EX-97.1 8 ex-971xclawbackpolicy.htm EX-97.1 Document

Exhibit 97.1
NEWS CORPORATION
INCENTIVE-BASED COMPENSATION CLAWBACK POLICY
November 15, 2023

Recoupment of Incentive-Based Compensation
It is the policy of News Corporation (the “Company”) that, in the event the Company is required to prepare an accounting restatement of the Company’s financial statements (including any such correction recorded in the Company’s current period financial statements) due to material non-compliance with any financial reporting requirement under the federal securities laws, the Company will recover on a reasonably prompt basis the amount of any Incentive-Based Compensation Received by a Covered Executive during the Recovery Period that exceeds the amount that otherwise would have been Received had it been determined based on the restated financial statements. This policy is effective as of October 2, 2023 (the “Effective Date”).
Policy Administration and Definitions
This policy is administered by the Compensation Committee (the “Committee”) of the Company’s Board of Directors (the “Board”) and is intended to comply with, and as applicable to be administered and interpreted consistent with, Listing Standard 5608 adopted by the Nasdaq Stock Market to implement Rule 10D-1 under the Securities Exchange Act of 1934, as amended (collectively, “Rule 10D-1”).
For purposes of this policy:
Covered Executive” means any officer of the Company as defined under Rule 16a-1(f) under the Securities Exchange Act of 1934, as amended.
Incentive-Based Compensation” means any compensation granted, earned or vested based in whole or in part on the Company’s attainment of a financial reporting measure that was Received by a person (i) on or after the Effective Date and after the person began service as a Covered Executive, and (ii) who served as a Covered Executive at any time during the performance period for the Incentive-Based Compensation.
A “financial reporting measure” is (i) any measure that is determined and presented in accordance with the accounting principles used in preparing the Company’s financial statements and any measure derived wholly or in part from such a measure, and (ii) any measure based in whole or in part on the Company’s stock price or total shareholder return.
Incentive-Based Compensation is deemed to be “Received” in the fiscal period during which the relevant financial reporting measure is attained, regardless of when the compensation is actually paid or awarded.
Recovery Period” means the three completed fiscal years immediately preceding the Restatement Trigger Date and any “transition period” as prescribed under Rule 10D-1.

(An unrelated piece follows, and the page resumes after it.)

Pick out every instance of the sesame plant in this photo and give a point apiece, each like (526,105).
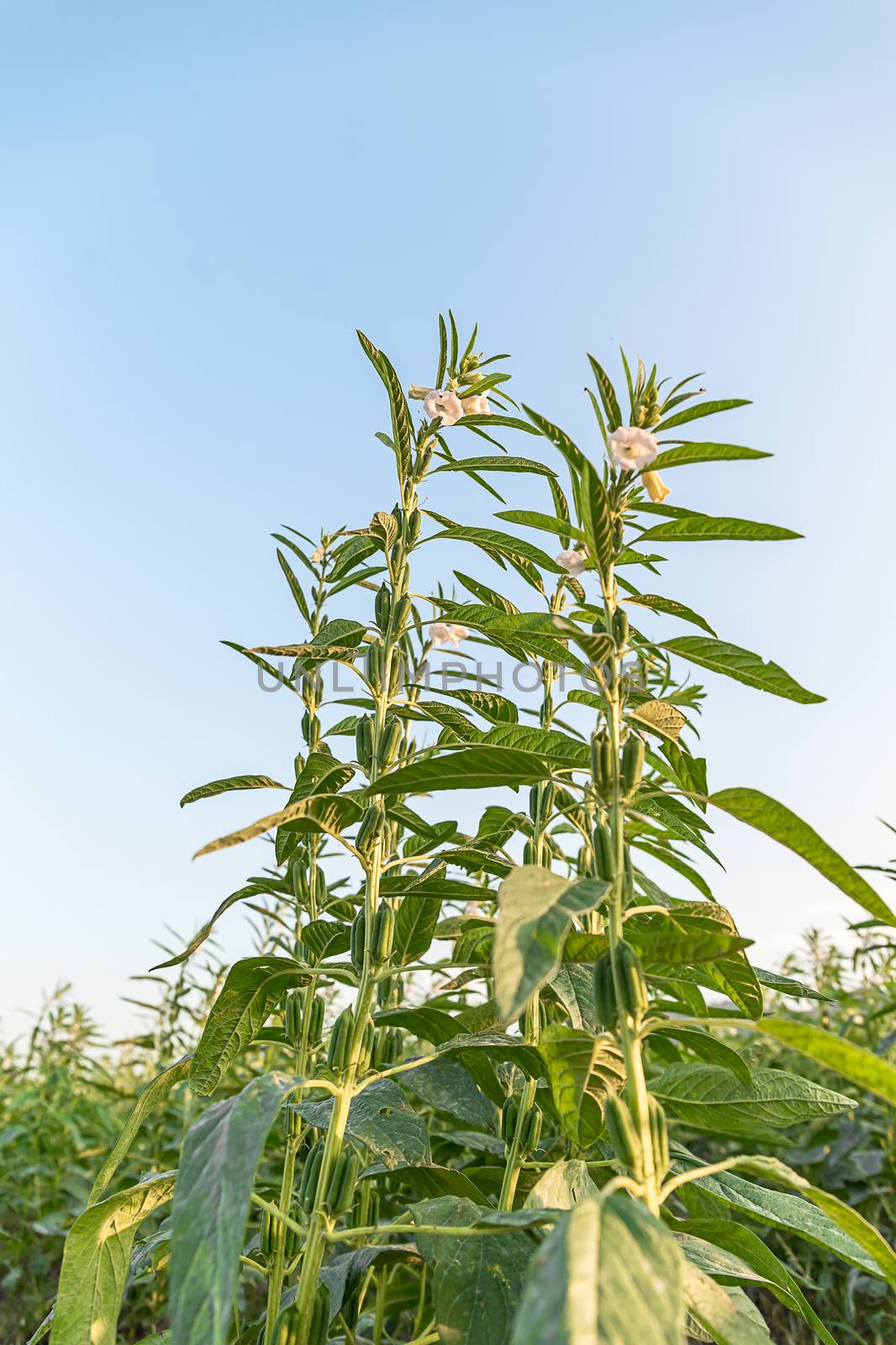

Restatement Trigger Date” means the earlier to occur of (i) the date the Board, a committee of the Board or the officer(s) of the Company authorized to take such action if Board action is not required concludes, or reasonably should have concluded, that the Company is required to prepare the applicable accounting restatement, or (ii) the date a court, regulator or other legally authorized body directs the Company to prepare the accounting restatement.
If the Committee determines the amount of Incentive-Based Compensation Received by a Covered Executive during a Recovery Period exceeds the amount that would have been Received if determined or calculated based on the Company’s restated financial results, such excess amount of Incentive-Based Compensation shall be subject to recoupment by the Company pursuant to this policy. For Incentive-Based Compensation based on stock price or total shareholder return, the Committee will determine the amount based on a reasonable estimate of the effect of the accounting restatement on the relevant stock price or total shareholder return. The Company will maintain and will provide to the Nasdaq Stock Market documentation of all determinations and actions taken in complying with this policy. In all cases, the calculation of the excess amount of Incentive-Based Compensation to be recovered will be determined on a pre-tax basis. Any determinations made by the Committee under this policy shall be final and binding on all affected individuals.
The Company shall have discretion to determine the appropriate means of any recovery pursuant to this policy, including by requiring payment of such amount(s) to the Company, by set-off, by reducing future compensation, reimbursement, or by such other means or combination of means as the Committee determines to be appropriate. The Company need not recover the excess amount of Incentive-Based Compensation if and to the extent that the Committee determines that such recovery is impracticable and not required under Rule 10D-1, including if the Committee determines that the direct expense paid to a third party to assist in enforcing this policy would exceed the amount to be recovered after making a reasonable attempt to recover such amounts. The Company is authorized to take appropriate steps to implement this policy with respect to Incentive-Based Compensation arrangements with Covered Executives.

Any right of recoupment or recovery pursuant to this policy is in addition to, and not in lieu of, any other remedies or rights of recoupment that may be available to the Company pursuant to the terms of any other policy, any employment agreement or plan or award terms, any other recoupment that may be required by law and any other legal remedies available to the Company. The Company shall not indemnify any Covered Executive against the loss of any Incentive-Based Compensation (or provide any advancement of expenses in such instance), including any payment or reimbursement for the cost of third-party insurance purchased by any Covered Executives to fund potential recovery obligations under this policy.